The check in process was pretty easy and we went through the whole thing in about 10 minutes, including line times. Once you’re in the building, there are plenty of lockers to store your stuff in. Make sure you bring a waterproof phone or GoPro type camera. We didn’t, and I regret that. They give you a little bracelet that syncs to and unlocks any locker you choose. You can then change into your bikinis and go for the obligatory shower – the ladies that work here WILL tell you if your shower was too fast, or if they notice you didn’t use soap, or if you didn’t wash your private (YIKES!). Luckily, I have very good shower habits and did not get called out. Guess it’s a good thing they want to make sure everyone is squeaky clean before going into the Lagoon. They do tell you this when you check in, but I want to stress the importance of putting A LOT of conditioner in your hair before going in, and avoiding getting your hair wet. Whatever is in that Lagoon water, leaves your hair completely coated in a thick layer of a yucky something for days! It took me maybe 5-6 washes to get it out completely.
Now this is where the magic happens. Once you exit the shower area, you walk through a little tunnel and – voila – witness a miracle of nature. Well… kind of. The whole thing is very commercialized. There are big giant loud heaters in every corner of the giant lagoon, bridges (which the workers use to make sure no one is causing any trouble), and bars….IN. THE. LAGOON. The bars only serve alcohol, which was a shame because a cappuccino would’ve been fantastic! There is also a couple of “spa” bars where you can get Icelandic mud face masks for free, with optional paid upgrades. It is not uncommon to see people rubbing the mud ALL over their bodies, so feel free to do so, if you wish (I may have).
The whole experience was surreal. It was about 30 degrees and windy outside, and the Lagoon was like a hot tub (sans bubbles). There was a thick fog covering the surface of the Lagoon, which looked unbelievably beautiful and eerie. As the sun started to rise, we were finally able to see the landscape surrounding us. There were a few snow covered mountains, but other than that – nothing much. The real treat here is the incredible feeling you get just being in this amazing place.
After watching the sunrise, we headed back inside – frozen ears, pruny fingers, and sticky hair – to the shower area to clean up. They do have mirrors and hair dryers you can use for free. You can hang out in this area for as long as you need to get ready for your next adventure. They have a restaurant onsite as well, but we didn’t check that out – too expensive.
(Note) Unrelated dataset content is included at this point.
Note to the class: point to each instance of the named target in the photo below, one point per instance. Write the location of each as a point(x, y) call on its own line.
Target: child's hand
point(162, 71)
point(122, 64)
Overall, this was one of the most surreal experiences of my life. It really is hard to believe this is a real place. It’s well worth the $70-something dollar ticket, and I’d highly recommend going at sunrise, if you can. Even during 30 degree weather, you stay very warm and comfortable – although your head may get a little cold above water. The Blue Lagoon is definitely an incomparable experience, and a spot everyone should visit while in Iceland.